The Zyxel Prestige 100, for example, is a hardware router that has been sucessfully used with Oberon and other OSs installed on the same machine (Linux, QNX and Windows 2000/NT). The router is easily configured with its built-in GUI SMT (System Management Terminal Interface). A complete router setup can be complex, but the core information is supplied here. The menu system can be controlled from Oberon with (assume that the router's IP address is 192.168.0.1):

The bloated Zyxel Web configurator supplied on CD-ROM is not at all needed, however comfortable.

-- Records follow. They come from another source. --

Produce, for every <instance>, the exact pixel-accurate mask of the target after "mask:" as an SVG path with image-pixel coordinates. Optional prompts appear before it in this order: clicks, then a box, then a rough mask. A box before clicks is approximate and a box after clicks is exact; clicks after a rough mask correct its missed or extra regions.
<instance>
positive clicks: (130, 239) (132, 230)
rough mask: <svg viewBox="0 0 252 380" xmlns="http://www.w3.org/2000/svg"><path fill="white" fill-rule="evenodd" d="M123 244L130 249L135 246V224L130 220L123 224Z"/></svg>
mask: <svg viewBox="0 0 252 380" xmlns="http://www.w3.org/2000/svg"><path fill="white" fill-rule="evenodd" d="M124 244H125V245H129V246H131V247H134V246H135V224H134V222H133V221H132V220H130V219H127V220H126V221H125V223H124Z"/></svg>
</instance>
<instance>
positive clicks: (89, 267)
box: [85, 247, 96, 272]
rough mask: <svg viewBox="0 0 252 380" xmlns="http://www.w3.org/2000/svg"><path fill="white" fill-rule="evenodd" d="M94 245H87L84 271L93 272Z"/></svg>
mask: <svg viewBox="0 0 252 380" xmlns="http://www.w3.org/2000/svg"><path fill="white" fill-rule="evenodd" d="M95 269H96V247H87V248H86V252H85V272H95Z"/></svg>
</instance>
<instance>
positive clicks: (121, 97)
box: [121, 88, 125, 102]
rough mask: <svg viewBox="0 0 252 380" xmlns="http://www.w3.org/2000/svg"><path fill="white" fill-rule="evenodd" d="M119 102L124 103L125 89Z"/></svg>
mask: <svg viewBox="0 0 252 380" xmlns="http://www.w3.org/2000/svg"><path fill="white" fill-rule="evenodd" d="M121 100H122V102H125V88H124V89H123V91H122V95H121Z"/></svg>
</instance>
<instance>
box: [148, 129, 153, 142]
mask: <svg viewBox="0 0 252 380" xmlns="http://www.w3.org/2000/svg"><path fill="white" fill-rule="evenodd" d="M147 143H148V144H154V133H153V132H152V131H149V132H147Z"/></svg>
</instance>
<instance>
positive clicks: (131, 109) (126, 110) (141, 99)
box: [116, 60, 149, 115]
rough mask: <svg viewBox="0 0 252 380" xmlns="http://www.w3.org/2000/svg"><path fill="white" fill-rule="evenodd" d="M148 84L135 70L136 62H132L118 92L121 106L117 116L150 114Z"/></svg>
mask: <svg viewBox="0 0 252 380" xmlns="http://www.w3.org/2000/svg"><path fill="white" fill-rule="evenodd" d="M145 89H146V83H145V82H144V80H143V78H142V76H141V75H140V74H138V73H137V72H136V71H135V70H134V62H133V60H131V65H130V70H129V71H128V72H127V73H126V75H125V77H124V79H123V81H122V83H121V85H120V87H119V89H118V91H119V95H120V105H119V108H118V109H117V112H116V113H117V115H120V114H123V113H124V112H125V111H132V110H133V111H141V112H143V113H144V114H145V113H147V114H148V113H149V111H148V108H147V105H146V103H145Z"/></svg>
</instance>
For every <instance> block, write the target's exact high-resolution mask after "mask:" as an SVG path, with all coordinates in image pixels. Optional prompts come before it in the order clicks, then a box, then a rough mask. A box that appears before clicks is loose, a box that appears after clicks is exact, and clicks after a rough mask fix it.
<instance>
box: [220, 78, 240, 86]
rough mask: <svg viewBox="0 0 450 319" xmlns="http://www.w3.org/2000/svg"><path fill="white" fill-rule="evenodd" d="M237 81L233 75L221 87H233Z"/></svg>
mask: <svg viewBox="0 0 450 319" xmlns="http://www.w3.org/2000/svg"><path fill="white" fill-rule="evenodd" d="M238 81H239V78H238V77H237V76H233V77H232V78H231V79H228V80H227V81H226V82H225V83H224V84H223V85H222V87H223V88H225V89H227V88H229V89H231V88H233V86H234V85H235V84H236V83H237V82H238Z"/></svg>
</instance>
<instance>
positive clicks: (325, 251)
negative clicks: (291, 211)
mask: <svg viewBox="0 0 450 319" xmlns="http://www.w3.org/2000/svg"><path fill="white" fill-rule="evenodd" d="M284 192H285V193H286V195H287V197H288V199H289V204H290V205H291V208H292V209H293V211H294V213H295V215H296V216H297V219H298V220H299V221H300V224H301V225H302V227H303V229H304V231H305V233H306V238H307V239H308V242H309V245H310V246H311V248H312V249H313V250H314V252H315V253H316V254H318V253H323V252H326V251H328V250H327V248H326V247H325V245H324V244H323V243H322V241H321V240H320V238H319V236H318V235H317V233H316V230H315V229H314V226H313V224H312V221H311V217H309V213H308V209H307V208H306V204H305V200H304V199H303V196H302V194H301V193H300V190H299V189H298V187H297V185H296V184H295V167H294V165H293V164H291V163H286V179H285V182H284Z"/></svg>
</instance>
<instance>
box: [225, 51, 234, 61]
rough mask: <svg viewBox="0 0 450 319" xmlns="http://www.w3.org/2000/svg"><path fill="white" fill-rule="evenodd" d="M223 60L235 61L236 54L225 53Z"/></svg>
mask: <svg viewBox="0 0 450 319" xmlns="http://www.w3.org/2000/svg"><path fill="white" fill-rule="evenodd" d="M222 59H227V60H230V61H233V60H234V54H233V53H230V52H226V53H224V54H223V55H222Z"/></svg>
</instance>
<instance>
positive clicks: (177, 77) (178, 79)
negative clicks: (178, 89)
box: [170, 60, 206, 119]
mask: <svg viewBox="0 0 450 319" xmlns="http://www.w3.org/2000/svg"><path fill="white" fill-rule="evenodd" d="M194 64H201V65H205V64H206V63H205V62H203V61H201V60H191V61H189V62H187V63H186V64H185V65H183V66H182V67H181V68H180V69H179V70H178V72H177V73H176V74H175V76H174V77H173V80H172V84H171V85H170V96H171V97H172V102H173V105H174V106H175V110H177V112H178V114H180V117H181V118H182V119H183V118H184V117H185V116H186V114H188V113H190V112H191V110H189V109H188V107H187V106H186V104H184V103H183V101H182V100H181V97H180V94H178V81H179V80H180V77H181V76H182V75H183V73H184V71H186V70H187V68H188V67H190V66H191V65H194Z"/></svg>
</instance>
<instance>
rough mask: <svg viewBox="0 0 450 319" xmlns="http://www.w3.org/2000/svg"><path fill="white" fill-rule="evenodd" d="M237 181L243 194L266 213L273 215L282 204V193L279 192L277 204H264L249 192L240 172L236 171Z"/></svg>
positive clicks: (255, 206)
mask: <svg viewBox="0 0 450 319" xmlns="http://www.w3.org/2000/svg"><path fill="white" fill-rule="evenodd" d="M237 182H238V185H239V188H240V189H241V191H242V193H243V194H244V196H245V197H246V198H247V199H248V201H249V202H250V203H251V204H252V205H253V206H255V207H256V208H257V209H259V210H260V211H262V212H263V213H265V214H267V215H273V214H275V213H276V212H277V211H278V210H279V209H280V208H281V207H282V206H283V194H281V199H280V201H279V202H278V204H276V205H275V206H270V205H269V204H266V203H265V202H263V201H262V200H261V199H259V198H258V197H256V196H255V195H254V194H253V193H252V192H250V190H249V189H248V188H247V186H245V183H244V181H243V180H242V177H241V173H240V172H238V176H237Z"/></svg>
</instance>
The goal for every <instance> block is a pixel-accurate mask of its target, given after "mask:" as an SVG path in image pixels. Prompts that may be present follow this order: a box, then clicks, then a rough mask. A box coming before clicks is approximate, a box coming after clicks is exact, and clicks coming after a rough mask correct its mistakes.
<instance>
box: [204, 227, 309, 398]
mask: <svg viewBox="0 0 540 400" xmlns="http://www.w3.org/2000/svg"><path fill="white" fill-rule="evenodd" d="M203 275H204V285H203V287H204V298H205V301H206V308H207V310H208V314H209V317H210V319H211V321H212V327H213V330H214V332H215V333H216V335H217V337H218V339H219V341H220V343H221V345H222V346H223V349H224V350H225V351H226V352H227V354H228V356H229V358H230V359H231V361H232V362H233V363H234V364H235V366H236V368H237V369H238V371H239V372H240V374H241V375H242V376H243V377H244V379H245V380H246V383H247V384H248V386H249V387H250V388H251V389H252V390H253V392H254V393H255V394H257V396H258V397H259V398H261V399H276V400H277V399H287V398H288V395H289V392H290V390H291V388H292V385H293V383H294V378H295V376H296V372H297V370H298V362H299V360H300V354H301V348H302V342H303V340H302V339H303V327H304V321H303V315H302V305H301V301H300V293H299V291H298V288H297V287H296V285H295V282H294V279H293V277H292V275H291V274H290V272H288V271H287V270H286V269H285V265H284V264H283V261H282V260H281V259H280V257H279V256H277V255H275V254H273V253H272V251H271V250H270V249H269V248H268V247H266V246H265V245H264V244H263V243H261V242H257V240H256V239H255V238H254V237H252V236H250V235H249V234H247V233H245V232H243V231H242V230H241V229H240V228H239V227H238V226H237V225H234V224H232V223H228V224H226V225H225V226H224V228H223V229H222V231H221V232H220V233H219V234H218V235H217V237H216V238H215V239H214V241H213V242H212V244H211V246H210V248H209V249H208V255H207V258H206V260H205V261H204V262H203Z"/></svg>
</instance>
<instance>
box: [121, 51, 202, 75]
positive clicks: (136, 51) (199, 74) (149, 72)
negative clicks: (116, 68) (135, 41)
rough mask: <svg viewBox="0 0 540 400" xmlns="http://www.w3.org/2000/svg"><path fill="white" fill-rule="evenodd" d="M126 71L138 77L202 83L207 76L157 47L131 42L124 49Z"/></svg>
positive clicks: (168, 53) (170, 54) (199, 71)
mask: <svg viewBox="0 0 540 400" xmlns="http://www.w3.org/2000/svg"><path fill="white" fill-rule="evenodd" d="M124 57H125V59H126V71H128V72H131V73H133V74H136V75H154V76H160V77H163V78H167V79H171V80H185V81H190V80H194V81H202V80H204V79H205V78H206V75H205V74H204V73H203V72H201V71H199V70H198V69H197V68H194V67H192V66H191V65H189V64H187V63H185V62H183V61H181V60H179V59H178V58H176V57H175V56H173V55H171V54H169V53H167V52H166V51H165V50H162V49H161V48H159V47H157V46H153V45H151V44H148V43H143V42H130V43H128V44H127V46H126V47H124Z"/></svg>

The following information must be obtained from your ISP to configure the router via the indicated menu items:

  ISDN Data=           Menu 2: the telephone no. of the router 
  Pri Phone #=         Menu 4: the ISP telephone no. to dial 
  My Login=            Menu 4 
  My Password=         Menu 4 
  Size of IP Pool= 6   Menu 3.2 
  Primary DNS Server=  Menu 3.2 
  Secondary DNS Serv=  Menu 3.2: optional 
  Gateway=             Menu 3.2: IP address     e.g. 192.168.0.1 
  Netmask=             Menu 3.2: IP Subnet Mask e.g. 255.255.255.0 
  Domain=              NetSystem.Hosts.Domain      group in Oberon.Text 
  Host=                NetSystem.Hosts.Route0.Host group in Oberon.Text
A few remarks concerning values not considered yet: The DHCP Setup is the best choice from a practical point of view in conjunction with other OSs (Oberon supports DHCP). Oberon, however, requires that a valid IP address is assigned to each machine. With Windows, OS/2 and Macintosh your workstation should be configured as a DHCP client.

Ethernet hub

In addition to a router, you will need an ethernet hub, of which there exists a vast choice in all price classes. We do not recommend to acquire a router with a built-in hub, such as the Zyxel Prestige 100IH. With a separate hub, the local network can be used while the router is powered off, whereas a built-in hub might cause the ISDN connection to be established even if a service request should not be forwarded to the Internet. This can however be controlled with a suitable filter configuration.

ADSL connection

....

Private network

The RFC 1918 "Address Allocation for Private Internets" defines a number of reserved address ranges which do not collide with other addresses. These private address ranges must be used by local networks:

Network class
Address range Network mask
10.0.0.0 to 10.255.255.255 Class A 255.0.0.0
172.16.0.0 to 172.31.255.255 Class B 255.255.0.0
192.168.0.0 to 192.168.255.255 Class C 255.255.255.0

The first address x.y.0.0 represents the entire network and the last address x.y.255.255 is reserved as broadcast address. Both addresses may not be assigned either to the router or to a particular computer. This rule apply to official and private IP addresses equally. It is good practice to assign the address 192.168.0.1 to the router itself, and the subsequent addresses to the machines in the network.